The city of Stockton in California has filed for bankrupty and defaulted on over $10m in debt payments. Over the past few years there has been a trickle of articles citing the US municipal bond market and local US government as the next thing to succumb to the strains of a debt-fuelled lifestyle.
Is Stockton a lone scenario or a 'Bear Stearns hedge fund' type event? Would a collapse in credit-worthiness of US municipalities even be a big issue?
Stockton, California, said it will file for bankruptcy after talks with bondholders and labor unions failed, making the agricultural center the biggest U.S. city to seek court protection from creditors.
http://www.bloomberg.com/news/2012-06-27/stockton-california-to-file-fo…
Well, this is actually somewhat common throughout California. I can't speak for the rest of the country, but California's budget process is a special kind of dysfunctional.
California has high property prices, but low property taxes due to Prop 13. Said taxes were fixed at 1%, and cannot increase faster than inflation (2% per year?). So, the state has turned to other sources. Its liberal leanings make anything regressive politically impossible, so the legislature has instead gone with a very high, very progressive income tax. I think it is 9.3% for the top bracket, with increases expected. I should note, the sales tax is still over 8%.
The state balances its budget around the peak of boom cycles. Unfortunately, the top earners have highly volatile incomes, so the state runs a massive deficit in recessions. CA also has some of the most generous social programs in the country, the utilization of which increases with economic decline.
California's employees also enjoy the benefits of unions, and nearly untouchable benefits. Oftentimes, you see union benefit bargaining wars. (If the teachers get a pay bump, the firefighters want one too.) Legal precedent has made their pensions almost untouchable, even as the entity in question is driven to the brink of bankruptcy. Tricks such as pension "spiking" do not help.
This is all compounded by the budgeting system. The state legislature requires a 2/3 majority to raise taxes or pass a budget. Yet voters can put new programs into law with a simple majority...yea, you can see how this goes. California's have used this power to regulate the size of chicken coops, among other pressing issues.
All this has left the state in a precarious fiscal position. Stockton always sat on the edge; it only existed due to the housing boom. Nobody wants to live in Stockton; it's in the middle of nowhere and has a bit of a meth problem.
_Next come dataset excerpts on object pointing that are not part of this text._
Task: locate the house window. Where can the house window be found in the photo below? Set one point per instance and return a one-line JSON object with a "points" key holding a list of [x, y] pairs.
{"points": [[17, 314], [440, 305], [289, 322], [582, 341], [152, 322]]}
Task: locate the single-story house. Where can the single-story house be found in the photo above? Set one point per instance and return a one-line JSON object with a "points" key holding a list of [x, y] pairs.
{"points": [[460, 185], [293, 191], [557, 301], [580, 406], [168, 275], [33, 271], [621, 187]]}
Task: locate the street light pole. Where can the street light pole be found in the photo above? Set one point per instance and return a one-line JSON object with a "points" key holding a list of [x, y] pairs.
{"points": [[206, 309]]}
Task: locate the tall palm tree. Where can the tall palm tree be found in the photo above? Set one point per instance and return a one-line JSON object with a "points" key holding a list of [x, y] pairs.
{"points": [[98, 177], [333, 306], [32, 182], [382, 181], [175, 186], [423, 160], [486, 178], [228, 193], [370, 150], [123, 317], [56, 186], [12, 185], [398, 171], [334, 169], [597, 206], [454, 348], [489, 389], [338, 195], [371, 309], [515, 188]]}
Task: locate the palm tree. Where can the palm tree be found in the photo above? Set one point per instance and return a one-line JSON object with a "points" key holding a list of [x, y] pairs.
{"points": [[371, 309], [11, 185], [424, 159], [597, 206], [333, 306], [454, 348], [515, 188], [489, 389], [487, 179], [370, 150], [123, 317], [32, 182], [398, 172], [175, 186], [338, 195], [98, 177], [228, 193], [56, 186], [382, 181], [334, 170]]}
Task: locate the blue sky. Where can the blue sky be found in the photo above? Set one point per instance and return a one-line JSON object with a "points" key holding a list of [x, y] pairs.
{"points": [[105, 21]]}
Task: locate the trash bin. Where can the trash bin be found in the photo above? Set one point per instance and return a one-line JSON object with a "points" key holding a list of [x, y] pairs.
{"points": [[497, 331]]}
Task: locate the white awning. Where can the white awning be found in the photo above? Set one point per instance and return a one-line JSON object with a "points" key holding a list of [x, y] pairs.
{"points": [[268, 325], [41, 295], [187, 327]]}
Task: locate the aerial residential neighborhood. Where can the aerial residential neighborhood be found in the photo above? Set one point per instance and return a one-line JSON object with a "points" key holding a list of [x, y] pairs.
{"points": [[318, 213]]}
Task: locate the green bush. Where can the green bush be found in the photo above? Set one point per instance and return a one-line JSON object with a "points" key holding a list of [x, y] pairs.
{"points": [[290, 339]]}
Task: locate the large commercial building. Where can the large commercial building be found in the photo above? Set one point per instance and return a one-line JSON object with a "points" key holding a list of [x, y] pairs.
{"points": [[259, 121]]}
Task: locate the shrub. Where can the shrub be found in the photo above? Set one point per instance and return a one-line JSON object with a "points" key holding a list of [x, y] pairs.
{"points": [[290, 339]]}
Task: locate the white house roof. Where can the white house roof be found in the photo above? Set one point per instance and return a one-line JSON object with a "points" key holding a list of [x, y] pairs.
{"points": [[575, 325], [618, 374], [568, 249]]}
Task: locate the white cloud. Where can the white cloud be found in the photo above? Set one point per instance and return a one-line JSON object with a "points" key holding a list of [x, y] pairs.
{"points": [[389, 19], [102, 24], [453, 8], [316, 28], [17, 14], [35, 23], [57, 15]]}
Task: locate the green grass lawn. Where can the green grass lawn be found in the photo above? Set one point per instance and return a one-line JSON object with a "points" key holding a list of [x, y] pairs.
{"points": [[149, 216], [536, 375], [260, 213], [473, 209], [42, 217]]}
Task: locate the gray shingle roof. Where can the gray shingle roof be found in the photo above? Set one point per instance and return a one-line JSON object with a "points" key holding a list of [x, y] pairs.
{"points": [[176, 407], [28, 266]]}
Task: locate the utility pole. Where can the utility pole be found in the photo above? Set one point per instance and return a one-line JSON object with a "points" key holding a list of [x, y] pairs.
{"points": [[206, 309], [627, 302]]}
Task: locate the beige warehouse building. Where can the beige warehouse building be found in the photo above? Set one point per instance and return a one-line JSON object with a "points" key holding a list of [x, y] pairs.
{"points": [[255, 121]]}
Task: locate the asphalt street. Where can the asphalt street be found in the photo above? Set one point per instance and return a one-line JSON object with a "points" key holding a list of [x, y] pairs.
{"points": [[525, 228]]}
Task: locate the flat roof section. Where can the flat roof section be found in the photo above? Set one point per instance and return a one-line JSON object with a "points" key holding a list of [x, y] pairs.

People lived there because other areas were too expensive. When property values fell, people started defaulting on their (underwater) mortgages and walking away. Soon, they could not support the bloated public sector pensions.
California recently ended "redevelopment agencies", which basically served as a means of distributing property tax funds to municipalities instead of the state. Now municipalities are facing a funding gap, having come to rely on the redevelopment agencies. For instance, the 49ers were supposed to move to Santa Clara...but the city is coming up $30 million short for their new stadium. Some cities that received significant redevelopment funds, like San Jose, are now on the brink.
OP, this was an absolutely fantastic response and I wish to agree with it 100%. Cali is significantly different from other states but the city/state funding crises are felt all over the country.
NICK DIAZ: "DON'T BE SCARED HOMIE" "STOCKTON MOTHERF****R!!!!!!!"
The most plausible end game is some hurt for creditors, massive hurt for pensioners, a little hurt for taxpayers.